Get free copies of your three credit reports, from Equifax, Experian and TransUnion at www.AnnualCreditReport.com. If you want to learn your exact scores from the three agencies, you can order them for a small fee from their individual Web sites. The credit or FICO score you buy is probably not the same one your lender uses, but it should be close. With an auto loan, you have a little more wiggle room in terms of your score. “What’s considered good for a car loan will be a little lower than what’s good for a mortgage,” says Gail Hillebrand, senior attorney with the San Francisco office of Consumers Union.

4. Shop the total loan amount, not the monthly payment.

The only time you should consider the monthly payment is when you privately calculate how much you want to spend for your car. After that, don’t discuss monthly payments. Some lenders may focus on the payments to induce you to borrow more money by extending the number of months you pay. That way they make more in interest, and you have to drive your aging car longer.

5. Don’t assume the best.

Lenders aren’t obligated to offer you the best rate for which you qualify. In 2007, car dealers marked up loans by an average 1.8 percent on used cars and 0.6 percent on new ones, according to Josh Frank, senior researcher for the Center for Responsible Lending in Durham, N.C. Let the lender know you’re shopping around or already have another offer. You’re more likely to see a better rate. You can find the best available auto loans in your area at Bankrate’s auto rate tables.

6. Get the right tools.

What’s better for you — super-low dealer financing or cash rebates? You can get a quick answer to that by using Bankrate’s car rebate vs low-interest calculator. Within a few seconds, you’ll know to the penny which is the better deal. Usually, it’s the cash, says Giorgianni.

7. Read the fine print.

Take the loan paperwork home and read it before you sign anything, advises Massachusetts consumer attorney Yvonne Rosmarin. If a lender or dealer balks at that, walk out. This is a binding agreement that’s going to last for years, so you need to know exactly what’s in it. Some points that warrant special caution:

  • Mandatory binding arbitration: “It takes away your right to go to court for anything,” says Rosmarin.
  • Variable interest rate: Figure out the highest possible payment. If you can’t afford it, the loan’s not for you.
  • Prepayment penalties: How much will it cost you to pay off the loan early if you want to sell or refinance?
  • Is everything the lender promised in the contract? Oral promises are hard, if not impossible to enforce, says Rosmarin. If there’s something missing that’s important to you, don’t sign until it’s included. If it’s work that’s promised, don’t sign until it’s completed.

8. Check the math.

If the monthly payment is even slightly different from your calculations, the loan might not have the terms you think you negotiated. Use Bankrate’s auto calculator to double-check.

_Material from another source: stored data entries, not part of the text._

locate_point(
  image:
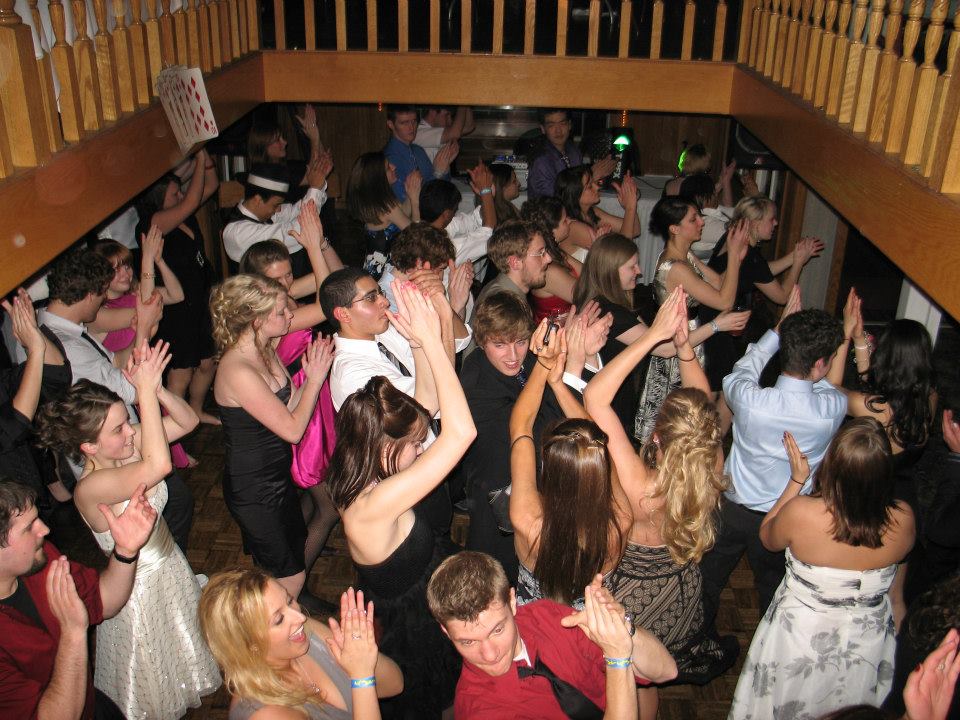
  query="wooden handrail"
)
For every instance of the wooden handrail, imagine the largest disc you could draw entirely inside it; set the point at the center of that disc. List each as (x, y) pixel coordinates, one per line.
(826, 53)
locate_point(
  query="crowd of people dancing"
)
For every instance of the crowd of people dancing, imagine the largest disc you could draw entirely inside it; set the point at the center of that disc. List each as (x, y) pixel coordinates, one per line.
(614, 465)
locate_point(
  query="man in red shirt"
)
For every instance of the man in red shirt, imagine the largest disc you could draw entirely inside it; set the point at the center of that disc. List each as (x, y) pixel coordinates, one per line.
(542, 660)
(47, 604)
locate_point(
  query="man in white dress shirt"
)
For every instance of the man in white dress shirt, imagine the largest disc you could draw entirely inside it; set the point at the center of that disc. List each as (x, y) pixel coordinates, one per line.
(263, 214)
(802, 402)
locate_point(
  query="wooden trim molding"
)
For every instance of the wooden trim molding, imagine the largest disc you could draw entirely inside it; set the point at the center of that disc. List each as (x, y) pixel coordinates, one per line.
(910, 223)
(46, 209)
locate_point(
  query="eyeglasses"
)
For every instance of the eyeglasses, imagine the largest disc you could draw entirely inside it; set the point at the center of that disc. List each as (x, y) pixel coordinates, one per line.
(370, 297)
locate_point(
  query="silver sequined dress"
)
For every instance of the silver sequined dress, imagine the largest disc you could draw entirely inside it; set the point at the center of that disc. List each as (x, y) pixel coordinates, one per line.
(151, 658)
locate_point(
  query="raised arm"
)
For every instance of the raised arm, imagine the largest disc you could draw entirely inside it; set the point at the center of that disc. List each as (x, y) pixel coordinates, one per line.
(111, 485)
(604, 385)
(152, 262)
(398, 493)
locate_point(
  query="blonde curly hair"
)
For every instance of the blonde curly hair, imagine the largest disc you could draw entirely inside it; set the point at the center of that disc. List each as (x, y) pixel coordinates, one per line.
(237, 304)
(233, 618)
(689, 481)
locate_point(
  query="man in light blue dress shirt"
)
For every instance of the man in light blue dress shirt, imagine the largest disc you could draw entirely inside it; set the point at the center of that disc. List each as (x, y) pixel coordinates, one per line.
(801, 402)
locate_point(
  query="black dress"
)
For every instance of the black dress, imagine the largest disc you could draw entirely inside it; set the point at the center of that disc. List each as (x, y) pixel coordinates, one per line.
(408, 633)
(626, 398)
(187, 325)
(723, 349)
(259, 493)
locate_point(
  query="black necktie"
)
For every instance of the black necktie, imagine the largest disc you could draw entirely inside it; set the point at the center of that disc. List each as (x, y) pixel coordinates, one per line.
(394, 360)
(522, 377)
(574, 703)
(96, 346)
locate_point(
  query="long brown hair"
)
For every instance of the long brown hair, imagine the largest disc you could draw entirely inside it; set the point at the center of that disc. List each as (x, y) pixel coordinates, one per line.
(373, 426)
(580, 510)
(856, 483)
(600, 277)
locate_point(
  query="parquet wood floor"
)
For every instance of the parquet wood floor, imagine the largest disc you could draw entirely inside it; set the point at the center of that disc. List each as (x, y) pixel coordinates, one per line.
(215, 545)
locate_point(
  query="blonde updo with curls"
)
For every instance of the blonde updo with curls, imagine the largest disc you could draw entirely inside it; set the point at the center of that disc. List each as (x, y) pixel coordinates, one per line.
(236, 306)
(689, 477)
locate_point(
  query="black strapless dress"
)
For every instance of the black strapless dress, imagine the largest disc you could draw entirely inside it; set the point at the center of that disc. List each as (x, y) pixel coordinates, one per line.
(259, 493)
(407, 632)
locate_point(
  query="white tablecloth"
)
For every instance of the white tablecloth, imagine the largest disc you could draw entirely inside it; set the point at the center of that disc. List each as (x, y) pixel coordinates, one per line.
(650, 189)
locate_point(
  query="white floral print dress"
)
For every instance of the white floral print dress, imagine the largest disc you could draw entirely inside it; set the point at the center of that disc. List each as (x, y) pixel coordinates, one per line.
(826, 641)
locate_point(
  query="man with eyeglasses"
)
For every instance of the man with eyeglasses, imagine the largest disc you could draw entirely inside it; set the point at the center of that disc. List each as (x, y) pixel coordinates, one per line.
(520, 253)
(559, 153)
(367, 344)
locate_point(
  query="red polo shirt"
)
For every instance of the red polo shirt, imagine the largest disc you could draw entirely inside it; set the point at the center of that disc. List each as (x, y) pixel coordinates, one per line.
(28, 651)
(566, 651)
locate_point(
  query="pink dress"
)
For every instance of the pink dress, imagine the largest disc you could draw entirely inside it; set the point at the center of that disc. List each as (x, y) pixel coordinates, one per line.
(311, 456)
(117, 340)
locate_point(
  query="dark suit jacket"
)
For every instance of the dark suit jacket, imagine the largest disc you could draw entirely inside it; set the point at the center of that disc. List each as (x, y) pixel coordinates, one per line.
(486, 466)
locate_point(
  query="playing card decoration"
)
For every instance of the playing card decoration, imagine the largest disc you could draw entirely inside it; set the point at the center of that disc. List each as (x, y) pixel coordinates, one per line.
(184, 99)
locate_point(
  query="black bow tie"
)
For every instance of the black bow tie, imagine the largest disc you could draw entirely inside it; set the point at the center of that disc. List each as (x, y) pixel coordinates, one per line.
(574, 703)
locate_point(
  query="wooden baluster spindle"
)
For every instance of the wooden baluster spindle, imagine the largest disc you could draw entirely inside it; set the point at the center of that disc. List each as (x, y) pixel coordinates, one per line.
(689, 18)
(803, 48)
(785, 76)
(279, 24)
(466, 27)
(851, 80)
(106, 65)
(180, 33)
(743, 42)
(51, 115)
(233, 27)
(226, 51)
(403, 25)
(757, 34)
(193, 33)
(886, 71)
(498, 27)
(813, 50)
(372, 43)
(563, 15)
(826, 54)
(719, 30)
(138, 52)
(216, 51)
(86, 62)
(593, 29)
(203, 34)
(342, 26)
(773, 29)
(24, 133)
(838, 65)
(434, 25)
(123, 55)
(903, 87)
(656, 30)
(529, 26)
(944, 108)
(921, 102)
(253, 22)
(868, 75)
(71, 113)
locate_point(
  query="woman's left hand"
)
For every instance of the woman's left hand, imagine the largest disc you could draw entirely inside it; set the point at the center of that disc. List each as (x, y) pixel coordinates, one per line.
(354, 645)
(799, 467)
(318, 358)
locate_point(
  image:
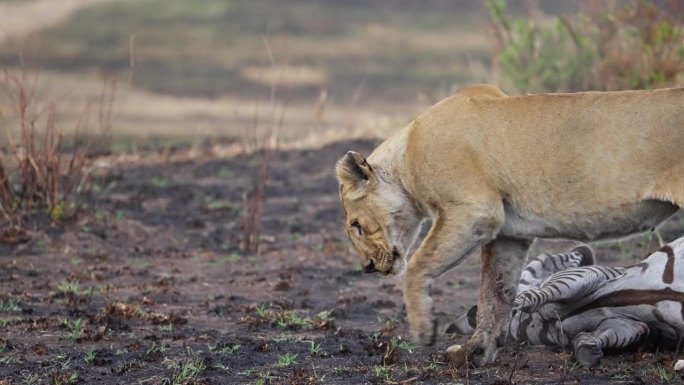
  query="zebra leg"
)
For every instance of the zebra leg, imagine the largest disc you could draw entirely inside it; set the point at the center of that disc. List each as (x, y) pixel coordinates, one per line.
(611, 333)
(565, 286)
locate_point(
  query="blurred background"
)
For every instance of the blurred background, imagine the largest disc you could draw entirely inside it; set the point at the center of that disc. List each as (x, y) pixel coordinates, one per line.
(312, 71)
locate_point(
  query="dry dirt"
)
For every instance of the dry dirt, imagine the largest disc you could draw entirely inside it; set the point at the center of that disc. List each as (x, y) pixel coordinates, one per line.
(147, 285)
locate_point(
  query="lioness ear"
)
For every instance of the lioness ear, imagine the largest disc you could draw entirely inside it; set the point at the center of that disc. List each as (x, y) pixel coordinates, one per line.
(353, 171)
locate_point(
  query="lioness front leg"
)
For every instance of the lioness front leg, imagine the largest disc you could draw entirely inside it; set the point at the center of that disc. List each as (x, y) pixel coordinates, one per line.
(456, 232)
(502, 261)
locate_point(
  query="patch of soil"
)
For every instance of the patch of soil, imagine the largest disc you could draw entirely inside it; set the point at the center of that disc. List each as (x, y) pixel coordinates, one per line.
(147, 285)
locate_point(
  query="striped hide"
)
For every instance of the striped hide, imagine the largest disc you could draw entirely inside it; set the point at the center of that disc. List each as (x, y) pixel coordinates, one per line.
(565, 300)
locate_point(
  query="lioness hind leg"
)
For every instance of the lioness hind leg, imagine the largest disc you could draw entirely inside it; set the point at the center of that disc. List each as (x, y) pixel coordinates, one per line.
(502, 262)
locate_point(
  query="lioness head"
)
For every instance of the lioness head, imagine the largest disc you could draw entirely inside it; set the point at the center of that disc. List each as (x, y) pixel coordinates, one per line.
(380, 219)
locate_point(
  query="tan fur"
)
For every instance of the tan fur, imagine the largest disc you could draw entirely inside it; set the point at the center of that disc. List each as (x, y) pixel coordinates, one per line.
(495, 170)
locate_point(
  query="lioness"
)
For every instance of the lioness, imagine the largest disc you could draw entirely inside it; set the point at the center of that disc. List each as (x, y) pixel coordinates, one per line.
(494, 172)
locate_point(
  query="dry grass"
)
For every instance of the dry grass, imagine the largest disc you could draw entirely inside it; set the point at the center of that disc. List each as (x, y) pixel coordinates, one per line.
(41, 169)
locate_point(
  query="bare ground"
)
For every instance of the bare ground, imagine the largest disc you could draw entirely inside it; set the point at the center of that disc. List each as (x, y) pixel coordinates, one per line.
(147, 285)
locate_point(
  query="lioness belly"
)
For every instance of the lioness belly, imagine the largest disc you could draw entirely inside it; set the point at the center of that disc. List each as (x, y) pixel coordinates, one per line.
(611, 222)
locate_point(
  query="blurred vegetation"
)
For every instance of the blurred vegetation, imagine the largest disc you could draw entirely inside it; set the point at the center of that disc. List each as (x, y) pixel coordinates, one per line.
(634, 45)
(212, 48)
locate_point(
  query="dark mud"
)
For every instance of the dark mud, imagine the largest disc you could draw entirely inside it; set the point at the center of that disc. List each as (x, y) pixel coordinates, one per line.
(147, 285)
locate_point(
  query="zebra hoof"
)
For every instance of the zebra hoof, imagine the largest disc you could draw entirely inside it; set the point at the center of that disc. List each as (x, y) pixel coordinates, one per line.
(589, 355)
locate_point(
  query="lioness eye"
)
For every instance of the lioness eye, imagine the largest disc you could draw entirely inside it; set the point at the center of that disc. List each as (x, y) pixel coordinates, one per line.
(357, 226)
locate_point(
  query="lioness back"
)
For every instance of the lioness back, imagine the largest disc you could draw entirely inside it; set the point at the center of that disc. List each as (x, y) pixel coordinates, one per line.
(579, 157)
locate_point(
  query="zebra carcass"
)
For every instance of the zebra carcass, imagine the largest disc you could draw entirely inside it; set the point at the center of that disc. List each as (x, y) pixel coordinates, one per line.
(566, 300)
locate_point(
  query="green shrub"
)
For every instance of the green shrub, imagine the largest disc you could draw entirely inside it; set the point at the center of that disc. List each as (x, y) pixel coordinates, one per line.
(637, 45)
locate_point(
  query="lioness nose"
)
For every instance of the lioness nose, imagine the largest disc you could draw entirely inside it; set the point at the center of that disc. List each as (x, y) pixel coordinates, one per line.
(369, 268)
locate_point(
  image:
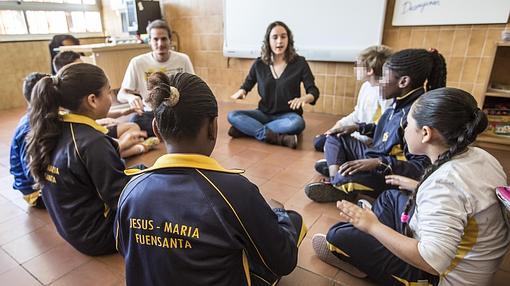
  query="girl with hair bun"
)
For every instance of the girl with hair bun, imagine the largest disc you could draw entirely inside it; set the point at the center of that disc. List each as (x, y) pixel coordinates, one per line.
(451, 229)
(187, 219)
(70, 156)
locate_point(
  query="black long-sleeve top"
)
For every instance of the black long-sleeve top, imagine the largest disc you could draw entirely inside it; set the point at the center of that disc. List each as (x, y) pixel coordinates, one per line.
(276, 93)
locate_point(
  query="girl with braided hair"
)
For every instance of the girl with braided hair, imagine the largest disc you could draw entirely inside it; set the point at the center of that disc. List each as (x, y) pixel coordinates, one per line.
(450, 230)
(352, 167)
(72, 159)
(187, 220)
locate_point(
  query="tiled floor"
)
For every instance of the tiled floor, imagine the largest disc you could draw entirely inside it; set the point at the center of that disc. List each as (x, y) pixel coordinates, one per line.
(32, 253)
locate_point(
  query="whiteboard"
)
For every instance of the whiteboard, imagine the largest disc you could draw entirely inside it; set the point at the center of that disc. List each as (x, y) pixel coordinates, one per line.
(450, 12)
(324, 30)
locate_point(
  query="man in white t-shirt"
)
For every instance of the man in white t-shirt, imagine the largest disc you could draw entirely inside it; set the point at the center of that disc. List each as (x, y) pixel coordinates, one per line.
(134, 86)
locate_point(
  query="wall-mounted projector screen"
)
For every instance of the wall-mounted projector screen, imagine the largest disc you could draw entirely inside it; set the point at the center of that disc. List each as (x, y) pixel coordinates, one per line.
(324, 30)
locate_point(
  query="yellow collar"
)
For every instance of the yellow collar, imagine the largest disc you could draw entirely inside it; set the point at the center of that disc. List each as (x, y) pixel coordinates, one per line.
(186, 161)
(409, 93)
(81, 119)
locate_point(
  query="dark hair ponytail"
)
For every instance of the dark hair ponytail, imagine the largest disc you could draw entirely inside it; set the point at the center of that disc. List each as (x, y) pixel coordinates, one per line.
(181, 103)
(67, 89)
(421, 66)
(455, 115)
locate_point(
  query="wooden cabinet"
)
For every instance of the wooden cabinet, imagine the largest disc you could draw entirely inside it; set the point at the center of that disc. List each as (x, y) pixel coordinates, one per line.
(113, 59)
(496, 100)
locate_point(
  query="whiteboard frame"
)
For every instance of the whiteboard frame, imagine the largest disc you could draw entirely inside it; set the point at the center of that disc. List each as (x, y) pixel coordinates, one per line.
(315, 54)
(444, 12)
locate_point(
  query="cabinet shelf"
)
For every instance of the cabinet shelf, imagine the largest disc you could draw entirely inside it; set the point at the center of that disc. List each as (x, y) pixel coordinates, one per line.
(497, 96)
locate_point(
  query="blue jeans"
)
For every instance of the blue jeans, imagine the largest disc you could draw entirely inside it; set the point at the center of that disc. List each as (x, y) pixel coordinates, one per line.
(255, 123)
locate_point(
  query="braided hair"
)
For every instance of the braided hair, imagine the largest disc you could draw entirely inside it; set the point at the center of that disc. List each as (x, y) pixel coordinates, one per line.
(455, 115)
(67, 89)
(181, 104)
(421, 65)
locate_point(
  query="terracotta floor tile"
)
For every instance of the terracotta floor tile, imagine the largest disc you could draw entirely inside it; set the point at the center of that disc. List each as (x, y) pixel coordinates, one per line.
(277, 191)
(6, 188)
(237, 162)
(293, 177)
(90, 273)
(41, 214)
(29, 236)
(17, 227)
(114, 263)
(322, 225)
(303, 277)
(263, 171)
(8, 211)
(55, 263)
(309, 261)
(345, 279)
(259, 181)
(6, 262)
(33, 244)
(18, 277)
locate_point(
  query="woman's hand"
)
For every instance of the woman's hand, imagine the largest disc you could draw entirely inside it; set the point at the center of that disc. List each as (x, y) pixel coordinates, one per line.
(240, 94)
(355, 166)
(299, 102)
(403, 183)
(361, 218)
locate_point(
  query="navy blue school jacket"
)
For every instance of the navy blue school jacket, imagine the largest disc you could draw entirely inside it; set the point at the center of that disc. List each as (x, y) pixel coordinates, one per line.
(388, 138)
(188, 221)
(83, 185)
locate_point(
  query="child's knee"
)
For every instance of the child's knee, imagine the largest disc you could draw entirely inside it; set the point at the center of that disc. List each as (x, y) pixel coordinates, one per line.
(318, 142)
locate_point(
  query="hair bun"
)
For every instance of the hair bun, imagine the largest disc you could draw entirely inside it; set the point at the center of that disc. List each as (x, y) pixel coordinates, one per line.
(173, 97)
(433, 51)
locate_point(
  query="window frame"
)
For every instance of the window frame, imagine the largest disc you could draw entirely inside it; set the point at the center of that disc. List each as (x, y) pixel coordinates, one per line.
(21, 5)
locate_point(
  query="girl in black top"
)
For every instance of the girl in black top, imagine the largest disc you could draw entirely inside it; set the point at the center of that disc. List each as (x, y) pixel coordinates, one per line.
(278, 74)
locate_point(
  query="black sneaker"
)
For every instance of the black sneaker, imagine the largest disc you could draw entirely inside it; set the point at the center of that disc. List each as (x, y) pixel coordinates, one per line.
(235, 133)
(321, 166)
(324, 192)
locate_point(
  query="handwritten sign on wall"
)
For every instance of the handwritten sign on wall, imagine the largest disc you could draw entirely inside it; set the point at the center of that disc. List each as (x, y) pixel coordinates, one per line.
(450, 12)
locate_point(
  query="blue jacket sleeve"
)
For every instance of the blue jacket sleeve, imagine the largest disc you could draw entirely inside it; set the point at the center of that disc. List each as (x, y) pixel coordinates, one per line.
(273, 235)
(412, 166)
(106, 170)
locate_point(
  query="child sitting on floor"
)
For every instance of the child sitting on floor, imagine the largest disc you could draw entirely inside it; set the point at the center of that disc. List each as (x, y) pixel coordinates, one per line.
(131, 139)
(23, 180)
(450, 230)
(370, 105)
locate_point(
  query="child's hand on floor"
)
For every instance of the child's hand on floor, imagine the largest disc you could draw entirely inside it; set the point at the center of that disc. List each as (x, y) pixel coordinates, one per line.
(355, 166)
(361, 218)
(403, 183)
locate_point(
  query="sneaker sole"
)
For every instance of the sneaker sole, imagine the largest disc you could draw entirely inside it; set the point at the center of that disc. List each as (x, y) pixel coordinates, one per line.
(320, 246)
(324, 193)
(321, 166)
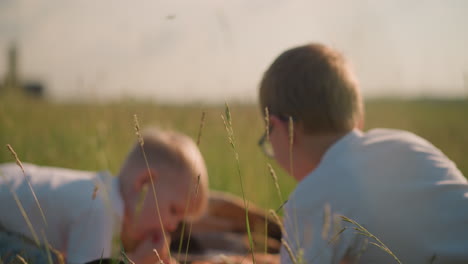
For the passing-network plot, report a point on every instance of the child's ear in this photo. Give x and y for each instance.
(144, 177)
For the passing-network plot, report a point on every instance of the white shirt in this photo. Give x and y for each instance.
(397, 185)
(75, 223)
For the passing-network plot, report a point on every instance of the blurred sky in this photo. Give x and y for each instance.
(214, 50)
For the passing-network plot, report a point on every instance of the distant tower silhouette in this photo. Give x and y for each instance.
(12, 79)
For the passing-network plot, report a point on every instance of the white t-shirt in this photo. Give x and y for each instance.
(77, 222)
(397, 185)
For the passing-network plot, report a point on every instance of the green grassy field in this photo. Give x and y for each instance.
(97, 137)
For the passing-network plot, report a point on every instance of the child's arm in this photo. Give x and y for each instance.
(145, 254)
(90, 235)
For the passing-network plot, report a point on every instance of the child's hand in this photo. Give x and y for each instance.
(145, 254)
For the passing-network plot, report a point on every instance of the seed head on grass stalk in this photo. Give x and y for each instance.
(230, 131)
(15, 156)
(202, 123)
(141, 141)
(21, 259)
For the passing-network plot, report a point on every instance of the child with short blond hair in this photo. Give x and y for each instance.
(397, 185)
(85, 210)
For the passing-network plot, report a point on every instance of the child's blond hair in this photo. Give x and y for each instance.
(169, 152)
(313, 85)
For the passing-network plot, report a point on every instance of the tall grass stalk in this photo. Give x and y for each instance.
(141, 143)
(191, 224)
(47, 247)
(227, 120)
(362, 231)
(267, 133)
(202, 123)
(23, 213)
(15, 156)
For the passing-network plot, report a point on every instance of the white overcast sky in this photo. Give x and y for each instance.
(215, 50)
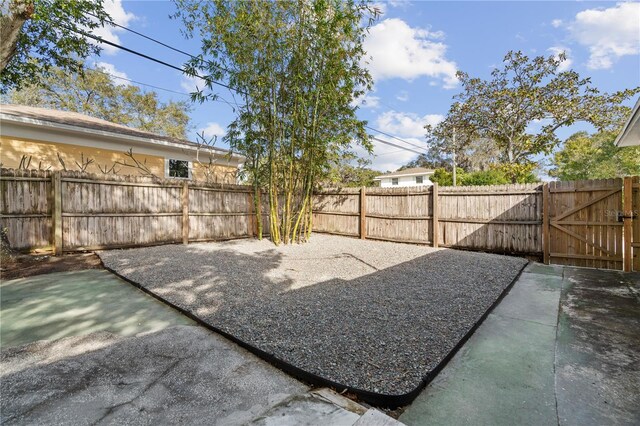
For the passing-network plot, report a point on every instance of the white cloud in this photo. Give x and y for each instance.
(400, 51)
(192, 84)
(111, 70)
(367, 101)
(568, 61)
(110, 33)
(608, 33)
(406, 124)
(212, 130)
(386, 157)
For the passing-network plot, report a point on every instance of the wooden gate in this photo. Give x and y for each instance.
(581, 223)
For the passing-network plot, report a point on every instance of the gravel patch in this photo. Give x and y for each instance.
(369, 315)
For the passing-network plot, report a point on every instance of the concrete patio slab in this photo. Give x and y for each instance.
(598, 349)
(561, 348)
(504, 373)
(99, 351)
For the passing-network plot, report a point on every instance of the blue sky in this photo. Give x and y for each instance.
(415, 50)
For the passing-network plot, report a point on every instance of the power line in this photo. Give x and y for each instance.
(145, 56)
(160, 88)
(396, 146)
(396, 138)
(138, 82)
(175, 49)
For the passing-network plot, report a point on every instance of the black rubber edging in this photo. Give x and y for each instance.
(373, 398)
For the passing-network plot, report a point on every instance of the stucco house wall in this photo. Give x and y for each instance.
(42, 141)
(404, 181)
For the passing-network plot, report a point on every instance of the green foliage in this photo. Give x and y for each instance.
(297, 65)
(94, 93)
(45, 36)
(498, 175)
(346, 174)
(517, 173)
(585, 156)
(523, 92)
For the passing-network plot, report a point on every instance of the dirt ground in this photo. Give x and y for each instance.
(25, 265)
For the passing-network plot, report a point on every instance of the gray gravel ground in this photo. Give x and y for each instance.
(371, 315)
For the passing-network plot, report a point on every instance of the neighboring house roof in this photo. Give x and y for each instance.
(66, 120)
(630, 133)
(416, 171)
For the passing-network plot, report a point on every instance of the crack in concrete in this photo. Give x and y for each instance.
(524, 320)
(155, 381)
(555, 349)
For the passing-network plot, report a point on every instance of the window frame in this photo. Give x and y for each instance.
(167, 175)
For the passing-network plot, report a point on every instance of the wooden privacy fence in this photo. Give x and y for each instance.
(72, 212)
(504, 218)
(580, 223)
(583, 223)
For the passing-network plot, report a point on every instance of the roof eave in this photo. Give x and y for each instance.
(120, 136)
(632, 123)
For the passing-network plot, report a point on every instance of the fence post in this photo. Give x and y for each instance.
(185, 212)
(545, 224)
(56, 212)
(434, 215)
(627, 207)
(252, 216)
(363, 213)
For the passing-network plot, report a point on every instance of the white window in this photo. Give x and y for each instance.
(180, 169)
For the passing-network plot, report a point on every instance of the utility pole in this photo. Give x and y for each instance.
(454, 157)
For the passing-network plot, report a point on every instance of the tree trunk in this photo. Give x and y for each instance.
(19, 12)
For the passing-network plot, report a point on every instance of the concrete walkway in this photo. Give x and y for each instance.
(87, 348)
(561, 348)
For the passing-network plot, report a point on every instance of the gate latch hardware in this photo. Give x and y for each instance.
(622, 216)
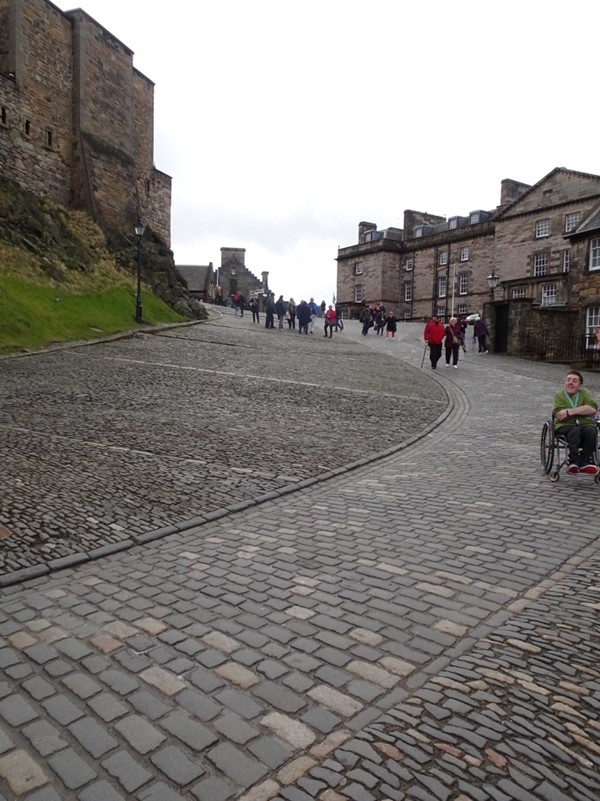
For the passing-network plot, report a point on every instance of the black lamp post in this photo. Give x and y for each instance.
(139, 232)
(492, 280)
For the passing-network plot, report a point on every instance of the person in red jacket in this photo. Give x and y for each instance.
(434, 336)
(329, 321)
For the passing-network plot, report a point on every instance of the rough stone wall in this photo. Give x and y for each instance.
(80, 117)
(35, 142)
(380, 262)
(427, 269)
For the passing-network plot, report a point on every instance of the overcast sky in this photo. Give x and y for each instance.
(286, 122)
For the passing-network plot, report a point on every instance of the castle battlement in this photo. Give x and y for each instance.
(77, 118)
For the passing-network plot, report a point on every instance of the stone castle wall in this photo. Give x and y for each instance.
(78, 118)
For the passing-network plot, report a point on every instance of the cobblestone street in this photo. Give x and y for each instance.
(241, 563)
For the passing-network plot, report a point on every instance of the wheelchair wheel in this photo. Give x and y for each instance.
(547, 447)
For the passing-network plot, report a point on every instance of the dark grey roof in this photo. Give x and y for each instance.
(196, 276)
(591, 223)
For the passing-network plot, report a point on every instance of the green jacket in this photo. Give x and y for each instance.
(583, 398)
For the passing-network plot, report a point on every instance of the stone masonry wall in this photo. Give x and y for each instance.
(79, 117)
(35, 142)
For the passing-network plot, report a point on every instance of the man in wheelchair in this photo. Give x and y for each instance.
(574, 415)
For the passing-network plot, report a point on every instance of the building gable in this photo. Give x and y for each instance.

9. Avoid conditional financing.

Never take a car from a dealer until the financing — down payment amount, interest rate, length of loan, monthly payments — is finalized. If the financing is “contingent” or “conditional,” they can change later and you could get stuck with less advantageous terms.

10. Investigate your lender.

“Check on anyone you’re dealing with,” says Rosmarin. Try your state attorney general’s office and office of consumer affairs, the Better Business Bureau, as well as any government agencies (state or federal) that regulate lenders. Search online to learn what customers and former customers are saying. While you should take online comments “with a grain of salt,” says Rosmarin, they can also provide an early warning to possible problems.